Substituting eq128 in eq129, we have $\small c_{max}=l\hbar$ and $\small c_{min}=-l\hbar$ . Therefore, the eigenvalues of $\small \hat{L}_z$ are

$\small c=-l\hbar,-l\hbar+\hbar,-l\hbar+2\hbar,\cdots,l\hbar=-l\hbar,(-l+1)\hbar,(-l+2)\hbar,\cdots,l\hbar$

$\small c=m_l\hbar\; \; \; \; \; \; \; \; 130$

where $\small m_l=-l,-l+1,-l+2,\cdots,l$ .

Substituting $\small c_{min}=-l\hbar$ in eq127,

$\small b=l(l+1)\hbar^{2}\; \; \; \; \; \; \; \; 131$

where $\small l=0,\frac{1}{2},1,\frac{3}{2},\cdots$ .

As mentioned in the previous article, the raising and lowering operators also apply to the spin angular momentum $\small \boldsymbol{\mathit{S}}$ and the total angular momentum $\small \boldsymbol{\mathit{J}}$ . We would therefore expect the eigenvalues of $\small \hat{S}^{2}$ and $\small \hat{S}_z$ to be $\small s(s+1)\hbar^{2}$ and $\small m_s\hbar$ respectively, and the eigenvalues of $\small \hat{J}^{2}$ and $\small \hat{J}_z$ to be $\small j(j+1)\hbar^{2}$ and $\small m_j\hbar$ respectively.

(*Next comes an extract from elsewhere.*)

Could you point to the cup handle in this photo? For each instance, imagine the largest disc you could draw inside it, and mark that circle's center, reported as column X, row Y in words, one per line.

However, the quantum numbers $\small l$ and $\small m_l$ for the orbital angular momentum $\small \boldsymbol{\mathit{L}}$ , but not the quantum numbers for $\small \boldsymbol{\mathit{S}}$ and $\small \boldsymbol{\mathit{J}}$ , are restricted to integers. Therefore,

$\small \boldsymbol{\mathit{L}}$	$\small m_l\in \mathbb{Z}$	$\small l\in \mathbb{Z}$
$\small \boldsymbol{\mathit{S}}$	$\small m_s=-s,-s+1,-s+2,\cdots,s$	$\small s=0,\frac{1}{2},1,\frac{3}{2},\cdots$
$\small \boldsymbol{\mathit{J}}$	$\small m_j=-j,-j+1,-j+2,\cdots,j$	$\small j=0,\frac{1}{2},1,\frac{3}{2},\cdots$

Question

Why are the quantum numbers for restricted to integers?

Answer

The eigenvalue equation for $\small \hat{L}_z$ (see eq95) is:

$\small \frac{\hbar}{i}\frac{\partial}{\partial\phi}\psi=m_l\hbar\psi$

where $\small \psi=Ae^{im_l\phi}$ .

Since $\small \psi$ must be single-valued,

$\small Ae^{im_l\phi}=Ae^{im_l(\phi+2\pi)}$

$\small e^{im_l2\pi}=1$

$\small cosm_l2\pi + isinm_l2\pi=1$

The solution to the above equation is $\small m_l\in \mathbb{Z}$ . Furthermore, $\small l$ is also an integer because $\small m_l=-l,-l+1,-l+2,\cdots,l$ .

We would arrive at the same results (eq130 and eq131) if we have chosen $\small \hat{L}_x$ or $\small \hat{L}_y$ instead of $\small \hat{L}_z$ . The significance of eq130 and eq131 is that we can simultaneously assign eigenvalues of $\small \hat{L}^{2}$ and $\small \hat{L}_z$ (or $\small \hat{L}^{2}$ and $\small \hat{L}_x$ or $\small \hat{L}^{2}$ and $\small \hat{L}_y$ ) if the 2 operators commute. This, together with the fact that any pair of component angular momentum operators does not commute, implies that we cannot simultaneously specify eigenvalues of $\small \hat{L}^{2}$ and more than one component angular momentum operators.